With the Neubie, pulsed direct currents on electrode sticky pads are attached to different areas of the body to promote healing through the body’s tissue and the nervous system; the treatment ultimately increases blood flow and teaches troubled muscles to work at a higher level.
Gochenour underscored the technology’s healing properties.
A high ankle sprain can be resolved with the treatment in about two weeks to three weeks, compared to the normal six weeks to eight weeks.
He also noted it’s proven effective in treating other ailments, whether it’s back issues or tennis and golfer’s elbow — pain on the inner side of the elbow.
“Sometimes I can treat them one time, and it’s gone,” Gochenour said. “Some people think it’s like witchcraft, but it’s really not.

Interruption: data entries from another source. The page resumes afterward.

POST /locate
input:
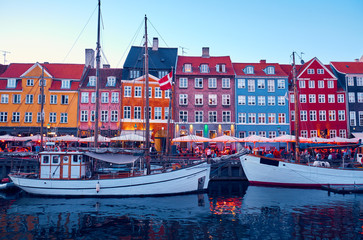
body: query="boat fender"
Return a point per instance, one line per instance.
(98, 187)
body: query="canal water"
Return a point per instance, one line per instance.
(230, 210)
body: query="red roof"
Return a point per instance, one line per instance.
(259, 69)
(211, 61)
(348, 67)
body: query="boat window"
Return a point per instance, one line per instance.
(55, 159)
(45, 159)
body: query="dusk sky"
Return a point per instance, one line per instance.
(247, 31)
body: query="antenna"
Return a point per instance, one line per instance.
(4, 53)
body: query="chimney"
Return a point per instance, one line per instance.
(155, 44)
(90, 57)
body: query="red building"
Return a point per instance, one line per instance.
(321, 102)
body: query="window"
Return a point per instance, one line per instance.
(261, 83)
(183, 116)
(352, 119)
(204, 68)
(226, 83)
(3, 116)
(312, 98)
(84, 97)
(16, 117)
(137, 112)
(28, 117)
(261, 100)
(226, 116)
(322, 115)
(84, 116)
(212, 99)
(270, 85)
(111, 81)
(64, 118)
(332, 115)
(321, 98)
(242, 118)
(4, 98)
(320, 71)
(340, 98)
(331, 98)
(183, 82)
(157, 113)
(320, 84)
(301, 84)
(198, 99)
(137, 92)
(92, 81)
(341, 115)
(183, 99)
(134, 74)
(212, 116)
(271, 100)
(187, 67)
(251, 100)
(104, 97)
(226, 99)
(262, 118)
(312, 114)
(30, 82)
(127, 112)
(281, 100)
(212, 82)
(115, 97)
(66, 84)
(241, 83)
(52, 117)
(29, 99)
(104, 116)
(241, 100)
(272, 118)
(64, 99)
(311, 84)
(252, 118)
(251, 85)
(198, 116)
(11, 83)
(303, 116)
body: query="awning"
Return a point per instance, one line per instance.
(113, 157)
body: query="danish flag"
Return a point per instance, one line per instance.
(166, 81)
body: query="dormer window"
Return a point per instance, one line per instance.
(204, 68)
(270, 70)
(66, 84)
(187, 67)
(92, 81)
(11, 83)
(111, 81)
(249, 70)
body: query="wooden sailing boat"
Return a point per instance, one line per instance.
(261, 170)
(88, 174)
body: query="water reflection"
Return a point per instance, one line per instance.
(230, 210)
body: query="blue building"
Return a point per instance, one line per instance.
(261, 100)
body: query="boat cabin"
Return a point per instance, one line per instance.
(62, 165)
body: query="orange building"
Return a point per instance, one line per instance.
(20, 105)
(133, 105)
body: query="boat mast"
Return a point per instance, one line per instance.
(98, 60)
(297, 154)
(147, 122)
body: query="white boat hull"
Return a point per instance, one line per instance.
(267, 171)
(191, 179)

Sometimes I can’t define why it works or exactly how it works; I know from a scientific perspective why it works.”
The recovery room also has an assortment of training tables and lounge chairs, and also is used for taping, stretching and massages, and other sports medicine purposes to leverage what has become a growing fitness trend in the United States — more emphasis on post-workout recovery methods.
Gochenour joined Center Ice in July. He first spent several months getting Octane primed and ready for an early November ribbon-cutting.
He noted the coronavirus pandemic delayed some of the equipment shipment timelines, particularly when it came to outfitting the recovery and rehabilitation space.
“Some of the machines took a while to get. Gosh, the hardest thing to get were the (lounge) chairs,” he quipped.